If the train won't spin with a puff of air or there is no recoil then you need to strip the train back and reassemble one wheel at a time, each time testing the freedom of the train for power loss until you find the problem, which could be anything from a bent pivot, broken jewel, incorrect end or side shake, damaged wheel or pinion teeth, etc, so it is important to always thoroughly inspect every part after cleaning and before installing it.
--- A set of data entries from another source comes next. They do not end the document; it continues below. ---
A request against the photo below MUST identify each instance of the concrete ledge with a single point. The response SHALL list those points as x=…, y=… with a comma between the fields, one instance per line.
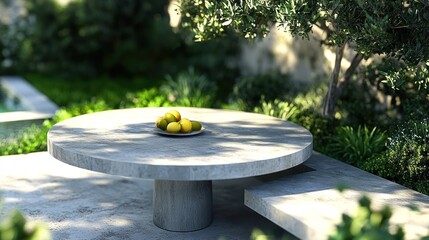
x=309, y=206
x=80, y=204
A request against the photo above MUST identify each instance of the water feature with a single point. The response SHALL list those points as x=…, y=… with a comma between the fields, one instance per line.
x=21, y=105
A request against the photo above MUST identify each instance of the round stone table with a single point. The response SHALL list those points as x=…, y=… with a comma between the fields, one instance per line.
x=233, y=145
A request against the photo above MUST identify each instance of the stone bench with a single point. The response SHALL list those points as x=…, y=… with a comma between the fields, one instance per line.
x=309, y=205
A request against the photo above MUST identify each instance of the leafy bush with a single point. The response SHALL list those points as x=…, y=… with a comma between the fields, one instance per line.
x=146, y=98
x=406, y=159
x=369, y=224
x=190, y=89
x=277, y=108
x=16, y=227
x=115, y=38
x=250, y=90
x=34, y=138
x=356, y=145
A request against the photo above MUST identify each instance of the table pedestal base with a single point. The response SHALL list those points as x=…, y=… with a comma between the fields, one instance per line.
x=182, y=206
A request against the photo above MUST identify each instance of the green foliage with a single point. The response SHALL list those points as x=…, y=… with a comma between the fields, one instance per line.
x=279, y=109
x=356, y=145
x=66, y=91
x=190, y=89
x=409, y=151
x=92, y=37
x=406, y=159
x=16, y=227
x=250, y=90
x=408, y=92
x=388, y=27
x=34, y=138
x=146, y=98
x=391, y=27
x=368, y=224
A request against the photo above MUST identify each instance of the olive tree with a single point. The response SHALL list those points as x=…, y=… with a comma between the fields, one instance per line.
x=393, y=28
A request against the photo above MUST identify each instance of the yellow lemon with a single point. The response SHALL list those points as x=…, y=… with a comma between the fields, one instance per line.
x=186, y=125
x=176, y=114
x=170, y=118
x=196, y=126
x=173, y=127
x=163, y=124
x=158, y=121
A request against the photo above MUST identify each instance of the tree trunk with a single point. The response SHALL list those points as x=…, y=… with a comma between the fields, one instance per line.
x=329, y=101
x=337, y=88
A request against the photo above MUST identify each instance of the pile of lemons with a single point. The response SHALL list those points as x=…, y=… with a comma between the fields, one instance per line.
x=173, y=122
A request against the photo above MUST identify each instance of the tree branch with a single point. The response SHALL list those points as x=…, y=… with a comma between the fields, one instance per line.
x=349, y=73
x=331, y=96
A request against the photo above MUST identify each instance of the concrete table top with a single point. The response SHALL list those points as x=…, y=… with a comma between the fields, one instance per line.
x=234, y=145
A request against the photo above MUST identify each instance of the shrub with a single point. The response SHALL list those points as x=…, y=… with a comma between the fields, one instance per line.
x=356, y=145
x=277, y=108
x=34, y=138
x=15, y=226
x=190, y=89
x=250, y=90
x=369, y=224
x=146, y=98
x=408, y=150
x=115, y=38
x=406, y=159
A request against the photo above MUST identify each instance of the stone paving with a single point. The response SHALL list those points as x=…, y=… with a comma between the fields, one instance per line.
x=80, y=204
If everything in the train is free enough to see recoil from a couple of clicks on the ratchet wheel then reinstall the pallets and put about half a turn of power on the ratchet wheel. Now by just very gently nudging the pallet fork from side to side with the tip of a clean oiler you should see the pallet fork snap smartly across to the opposite banking pin. Also, if you stop nudging the pallet fork just before it snaps across and take the oiler away, the pallet should return to the banking pin you were nudging it away from (this is called draw).
If it doesn't snap across or draw back then carefully inspect the pallet stones for any chipping or damage, and the pallet arbor pivots and jewels.
If it does snap across nicely and draw back properly, then the issue is likely in the balance assembly.
I hope this helps.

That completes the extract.